Thinking Differently about Leadership

Thinking Differently about Leadership

A Critical History of Leadership Studies

New Horizons in Leadership Studies series

Suze Wilson

This book is a critical historical analysis of leadership thought in the Western tradition, examining Classical Greek, medieval and modern social scientific theories of leadership, focussing on the assumptions and effects which arise from these ways of understanding leadership and offering a new basis for leadership theory-building.

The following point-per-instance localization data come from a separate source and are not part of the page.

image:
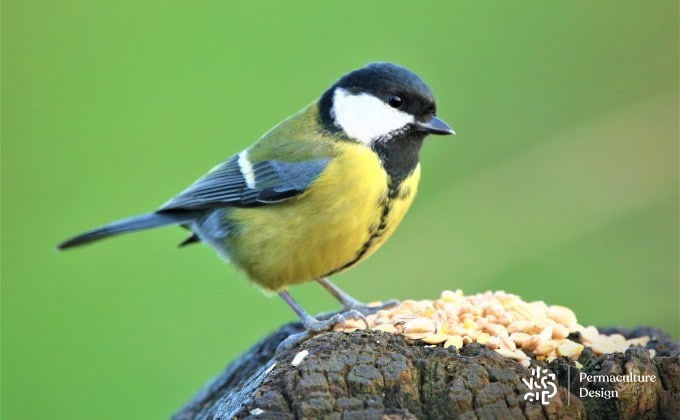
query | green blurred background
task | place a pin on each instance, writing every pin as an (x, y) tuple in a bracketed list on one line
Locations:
[(561, 185)]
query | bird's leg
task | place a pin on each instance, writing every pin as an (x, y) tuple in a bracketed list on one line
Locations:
[(312, 325), (348, 302)]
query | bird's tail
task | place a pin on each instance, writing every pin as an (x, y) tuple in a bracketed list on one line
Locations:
[(132, 224)]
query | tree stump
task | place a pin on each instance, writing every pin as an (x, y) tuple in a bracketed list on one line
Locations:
[(369, 374)]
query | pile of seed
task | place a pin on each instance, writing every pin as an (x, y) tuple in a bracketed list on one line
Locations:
[(499, 320)]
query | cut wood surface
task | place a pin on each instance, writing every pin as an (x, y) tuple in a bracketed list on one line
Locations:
[(370, 374)]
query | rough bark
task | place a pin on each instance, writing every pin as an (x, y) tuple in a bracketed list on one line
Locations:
[(370, 374)]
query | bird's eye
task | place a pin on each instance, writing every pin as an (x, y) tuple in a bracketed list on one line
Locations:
[(395, 100)]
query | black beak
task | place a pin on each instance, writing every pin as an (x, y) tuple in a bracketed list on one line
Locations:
[(434, 126)]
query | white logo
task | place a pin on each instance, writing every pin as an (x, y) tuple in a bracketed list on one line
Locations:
[(541, 385)]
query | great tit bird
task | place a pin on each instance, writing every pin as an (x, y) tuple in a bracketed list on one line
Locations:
[(317, 194)]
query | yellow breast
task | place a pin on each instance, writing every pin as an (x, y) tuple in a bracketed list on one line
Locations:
[(345, 216)]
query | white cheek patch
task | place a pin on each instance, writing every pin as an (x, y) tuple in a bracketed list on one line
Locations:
[(366, 118)]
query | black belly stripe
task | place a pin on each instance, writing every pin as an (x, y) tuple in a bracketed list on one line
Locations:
[(399, 158), (386, 205)]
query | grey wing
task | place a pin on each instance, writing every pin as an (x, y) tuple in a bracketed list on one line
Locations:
[(241, 183)]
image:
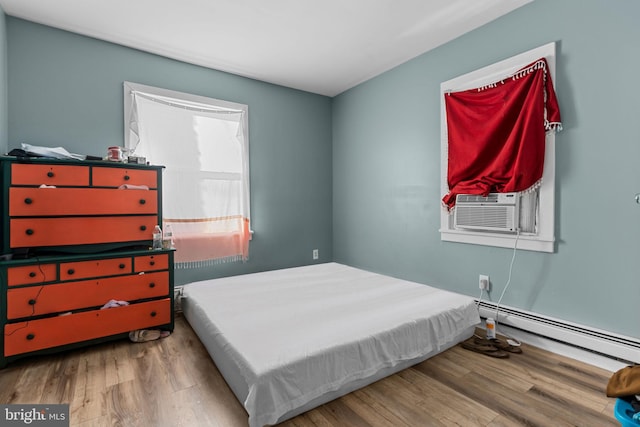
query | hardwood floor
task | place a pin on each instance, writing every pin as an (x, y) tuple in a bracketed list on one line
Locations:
[(173, 382)]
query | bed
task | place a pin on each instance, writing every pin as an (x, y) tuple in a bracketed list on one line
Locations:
[(289, 340)]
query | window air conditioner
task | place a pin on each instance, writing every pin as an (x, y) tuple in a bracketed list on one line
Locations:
[(495, 212)]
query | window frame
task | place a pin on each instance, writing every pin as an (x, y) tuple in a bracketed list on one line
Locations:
[(544, 239), (129, 87)]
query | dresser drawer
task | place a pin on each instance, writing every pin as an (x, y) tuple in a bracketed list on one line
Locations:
[(24, 337), (24, 201), (31, 174), (115, 177), (31, 274), (94, 268), (58, 298), (42, 232), (151, 263)]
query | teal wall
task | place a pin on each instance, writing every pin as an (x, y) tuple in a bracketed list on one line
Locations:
[(3, 84), (372, 199), (386, 160), (66, 90)]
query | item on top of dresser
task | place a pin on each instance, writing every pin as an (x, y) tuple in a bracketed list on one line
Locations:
[(115, 154), (52, 152), (157, 237)]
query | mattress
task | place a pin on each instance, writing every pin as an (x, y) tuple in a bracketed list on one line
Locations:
[(289, 340)]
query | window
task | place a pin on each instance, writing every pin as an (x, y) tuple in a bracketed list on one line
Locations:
[(203, 145), (540, 235)]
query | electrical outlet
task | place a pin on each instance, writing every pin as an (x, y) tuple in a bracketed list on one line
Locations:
[(484, 283)]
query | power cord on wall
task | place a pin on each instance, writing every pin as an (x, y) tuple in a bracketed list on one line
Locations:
[(510, 340)]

Chapter 7: Change and continuity in the truth about leadership

Suze Wilson

Subjects: business and management, business leadership, politics and public policy, leadership


The preceding four chapters have focused on examining what Western scholars have claimed to be the truth about leadership in different epistemes, including our own. In this chapter, attention turns to examine what changes and continuities are notable when comparing these discourses. To do this, the analysis now moves back and forth across the whole gamut of leadership discourses previously examined. Changes in thought which are of particular interest here are those that are unexpected, which run counter to the normal expectation and assumption that what we have today is superior to that of the past. Similarly, the continuities in thought of particular interest here are also those which run counter to the normal expectation that the present is significantly different from the past. Identifying these possibly unexpected changes and continuities extends the scope of my earlier analysis by identifying connections between the present and the past in leadership discourse, consistent with Foucault’s concept of the ‘history of the present’. The examination undertaken here offers insight into the historical influences embedded within current understandings. It also enables consideration of past truths no longer operant for their potential utility in respect of current concerns and values. Cumulatively, surfacing these matters could help provide us with a potential ‘rallying point for the counterattack’ to challenge current norms and understandings. This focus on identifying both change and continuity in leadership thought calls into doubt conventional assumptions about the accumulation of knowledge.